На том они и порешили. Ридер сочувствовал Грегу, даже несмотря на свою уверенность в том, что тот сам навлек несчастье на свою голову. А еще он был вынужден признать, что сидеть в лагере, ожидая, пока рейнджеры Национального парка Какаду, поисковые команды и добровольцы небольшими группами и поодиночке прибудут к месту сбора, было действительно попросту невыносимо. Кроме того, постоянные причитания и завывания той женщины, а также угрюмое безмолвное бдение чернокожего малого способны были свести с ума кого угодно. Ежась от холода, удрученный Ридер подумал, что Грег извлек наибольшую выгоду из их нынешнего положения, но это не вызывало у Джо никакой зависти.

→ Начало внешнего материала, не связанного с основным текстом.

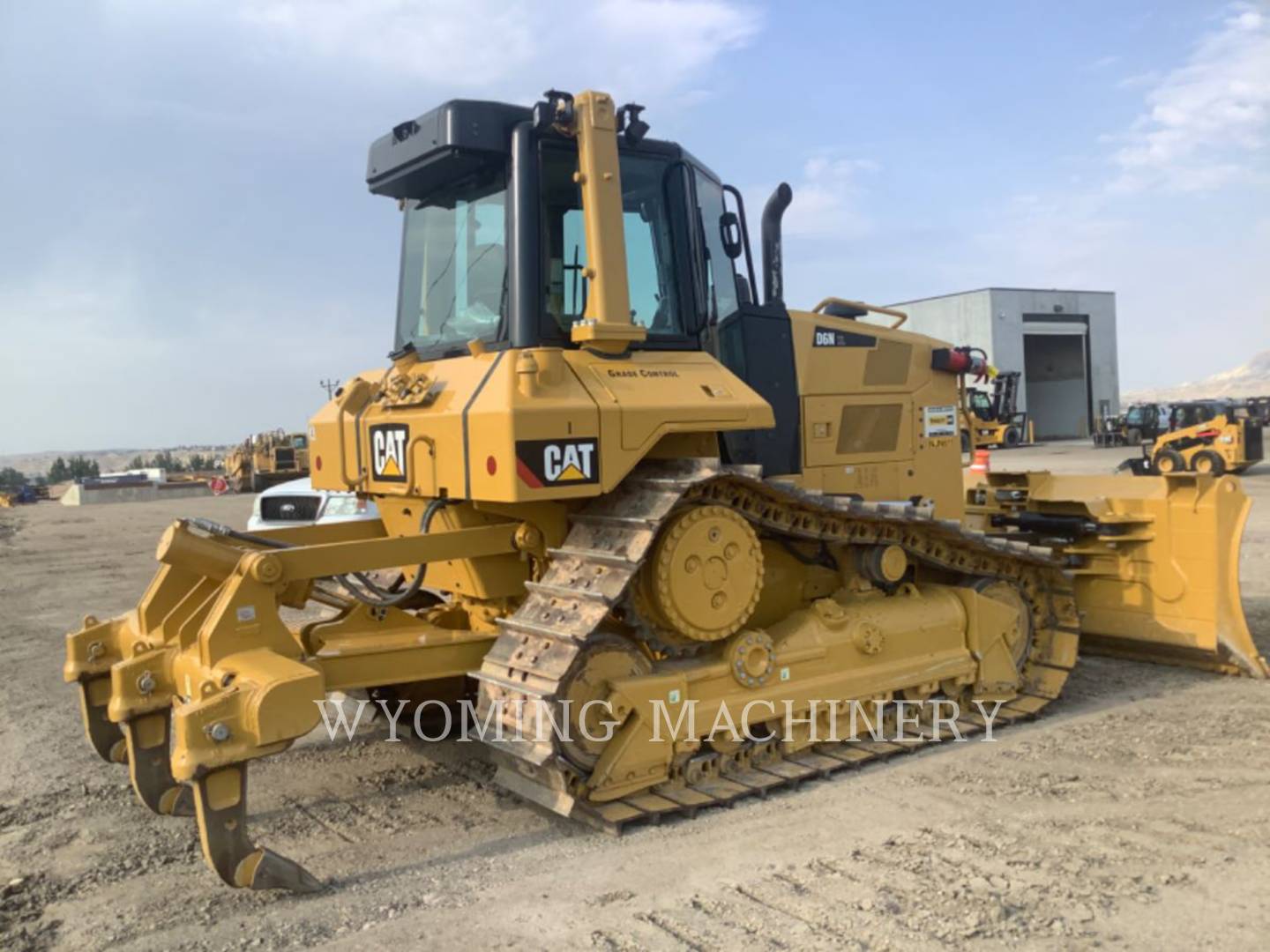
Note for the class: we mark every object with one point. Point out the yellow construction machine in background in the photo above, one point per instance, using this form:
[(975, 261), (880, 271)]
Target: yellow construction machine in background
[(608, 475), (267, 458), (990, 420), (1229, 442)]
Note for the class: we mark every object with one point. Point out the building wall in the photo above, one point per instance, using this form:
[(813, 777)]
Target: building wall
[(1009, 308), (957, 319), (998, 320)]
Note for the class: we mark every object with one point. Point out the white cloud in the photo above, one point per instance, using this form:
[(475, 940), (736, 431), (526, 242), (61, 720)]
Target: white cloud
[(827, 198), (1206, 122), (484, 46)]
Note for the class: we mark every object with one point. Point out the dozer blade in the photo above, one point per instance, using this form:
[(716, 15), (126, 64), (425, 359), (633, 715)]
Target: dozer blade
[(1154, 560)]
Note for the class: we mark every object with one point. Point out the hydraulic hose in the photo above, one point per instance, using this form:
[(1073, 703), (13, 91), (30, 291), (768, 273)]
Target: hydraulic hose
[(374, 596)]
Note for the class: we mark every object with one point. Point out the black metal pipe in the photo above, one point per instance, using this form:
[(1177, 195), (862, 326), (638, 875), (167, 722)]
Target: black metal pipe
[(522, 259), (773, 279)]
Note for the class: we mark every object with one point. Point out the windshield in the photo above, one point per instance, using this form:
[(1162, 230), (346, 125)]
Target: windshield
[(453, 267)]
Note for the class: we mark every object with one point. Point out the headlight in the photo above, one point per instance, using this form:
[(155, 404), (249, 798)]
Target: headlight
[(343, 505)]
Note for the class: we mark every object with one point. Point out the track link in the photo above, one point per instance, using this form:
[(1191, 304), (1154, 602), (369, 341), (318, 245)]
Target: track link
[(591, 574)]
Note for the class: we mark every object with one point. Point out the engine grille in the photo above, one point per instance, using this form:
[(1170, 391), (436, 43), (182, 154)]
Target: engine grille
[(290, 508)]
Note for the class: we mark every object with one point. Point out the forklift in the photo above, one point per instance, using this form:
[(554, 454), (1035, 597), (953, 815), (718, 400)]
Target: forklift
[(993, 420)]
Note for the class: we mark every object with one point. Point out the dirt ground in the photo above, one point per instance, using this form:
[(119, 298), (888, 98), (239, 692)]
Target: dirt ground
[(1136, 814)]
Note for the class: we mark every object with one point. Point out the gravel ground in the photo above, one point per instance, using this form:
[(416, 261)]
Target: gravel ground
[(1136, 814)]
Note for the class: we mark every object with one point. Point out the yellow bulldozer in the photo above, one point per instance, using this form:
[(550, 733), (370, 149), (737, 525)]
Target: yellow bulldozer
[(265, 458), (621, 494)]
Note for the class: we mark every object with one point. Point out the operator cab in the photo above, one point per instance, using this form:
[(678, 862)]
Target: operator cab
[(494, 242), (494, 250)]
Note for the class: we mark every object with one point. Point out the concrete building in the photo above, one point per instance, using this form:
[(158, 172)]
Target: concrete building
[(1064, 342)]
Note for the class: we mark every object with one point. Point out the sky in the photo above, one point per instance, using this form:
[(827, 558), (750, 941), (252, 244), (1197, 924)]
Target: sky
[(188, 249)]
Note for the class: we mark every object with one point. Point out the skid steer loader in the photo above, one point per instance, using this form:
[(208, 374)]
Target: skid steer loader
[(635, 487), (1229, 442)]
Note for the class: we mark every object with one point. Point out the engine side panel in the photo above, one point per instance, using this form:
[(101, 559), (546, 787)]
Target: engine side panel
[(877, 419)]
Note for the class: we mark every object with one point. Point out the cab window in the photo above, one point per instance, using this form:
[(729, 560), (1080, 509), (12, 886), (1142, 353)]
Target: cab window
[(721, 279), (646, 230)]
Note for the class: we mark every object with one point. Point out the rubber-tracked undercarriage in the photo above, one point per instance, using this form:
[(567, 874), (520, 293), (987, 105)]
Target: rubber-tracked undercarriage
[(623, 496)]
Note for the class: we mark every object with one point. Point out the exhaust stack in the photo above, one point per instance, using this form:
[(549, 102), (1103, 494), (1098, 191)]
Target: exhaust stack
[(773, 279)]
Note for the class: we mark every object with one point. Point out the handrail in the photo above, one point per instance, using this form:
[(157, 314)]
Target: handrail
[(863, 306)]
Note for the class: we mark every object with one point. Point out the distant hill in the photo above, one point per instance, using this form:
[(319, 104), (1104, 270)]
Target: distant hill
[(109, 460), (1247, 380)]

День был уже в самом разгаре, когда власти в Дарвине смогли оказать сколь-нибудь существенную помощь тем, кто оказался в этом богом забытом уголке.
К полудню Грег вернулся, прочесав лагуну, в которой исчезла Стефани, и всю прилегающую местность. Он был неимоверно грязным и валился с ног от усталости, а на встревоженный вопрос Ридера ответил лишь безнадежным пожатием плеч. Руководитель поисковой группы нисколько не сочувствовал человеку, чье вопиющее дилетантство привело к смерти женщины, о чем ему в подробностях рассказал Ридер. Но он не видел смысла и в том, чтобы добивать лежачего, и потому его общение с Грегом свелось к скупым расспросам относительно точного местонахождения лодки в тот момент, когда Стефани упала за борт. Тем временем злой и всем недовольный Грег отправился передать сообщение по радио, которое откладывал до последнего момента.
– Билл! Билл! Что-то случилось?
Воскресенье давно стало самым любимым и ожидаемым днем в семействе Макмастеров. Все знали, что «Харпер Майнинг» отнимает у Билла все рабочее время, зачастую прихватывая вечер и даже часть субботы, но воскресенье было неприкосновенным, оставаясь домашним праздником, непреложность которого была для Билла свята, тем более что его семья, в сущности, была совсем маленькой. Не считая самого Билла и его супруги Рины, третьим ее членом был их горячо любимый сын – юный Том.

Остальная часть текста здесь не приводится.